After their initial feud, Brad (Will Ferrell) and Dusty (Mark Wahlberg) have managed to put their differences aside and become not just great co-dads but even - dare I say it? - best friends. While Brad is now married to Dusty’s ex Sara (Linda Cardellini) and step dad to Dylan (Owen Vaccaro) and Megan (Scarlett Estevez), Dusty is managing a new family structure too, helping out with his kids as well as being a husband to Karen (Alessandra Ambrosio) and step father to Adrianna (Didi Costine).

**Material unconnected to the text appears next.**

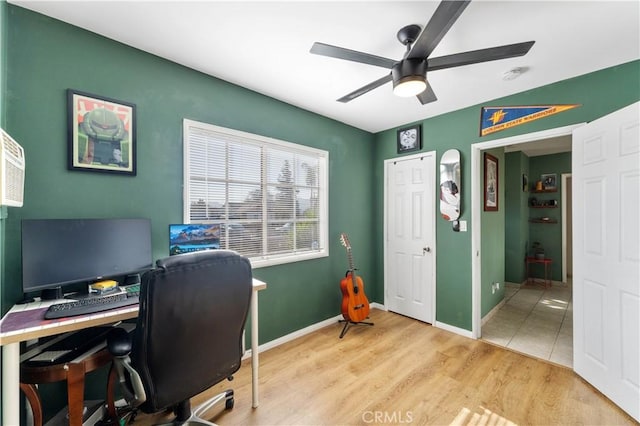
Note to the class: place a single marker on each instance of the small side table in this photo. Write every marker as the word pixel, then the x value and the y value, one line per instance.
pixel 546 283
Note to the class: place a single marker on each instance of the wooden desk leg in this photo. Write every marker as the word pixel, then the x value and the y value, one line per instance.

Dusty and Brad decide that it would be a great idea if they could get the whole family together for Christmas, but when their own dads Don and Kurt (John Lithgow and Mel Gibson) arrive to spend the holidays with them, the delicate balance of the household starts to crumble.
Irreverent, brash and silly – those are just a few words to describe the comedic quality of Daddy’s Home 2 and if you don’t like your comedy as such, you best stay away. There’s a lot of reliance on slapstick humour and inappropriate behaviour for laughs which is essentially a continuation and furtherance of its predecessor, so again, if the first Daddy’s Home wasn’t your cup of tea, you won’t enjoy this one.
So why the three star rating, you might ask? And indeed it’s a higher rating than I gave to the other holiday comedy sequel offering we had of late (I refer of course to A Bad Moms Christmas, which is truly, honestly, woefully bad). My reason for this is I found myself laughing along in spite of myself. Was I crazy, or is this actually a comically confident script with clever casting to boot? My inclination is towards the latter.
The movie marks Ferrell and Wahlberg’s third movie together (having also played a duo of detectives in The Other Guys) and they share great chemistry on the screen. They're one of those mismatched pairs that just works, and then throwing Lithgow and Gibson into the mix was a move that really paid off. Gibson is clearly having a ball with the ensemble – although the misogynist jokes he makes feel a bit too real and discomforting at times – while Lithgow’s Don is just a delight throughout. The alternate pairings between the four leads lead to several laugh-out-loud moments while the chaos of the extended family all bunched together (especially when joined later by John Cena, who plays Adrianna's dad) also proves entertaining.
Look, it’s not going to be a Christmas classic, and in spite of a PG cert, I’d be pushed to deem it ‘family friendly’, but sure more of the jokes land than don’t, the four lads are great craic together, and you can’t fault its resolve to spread that holiday cheer.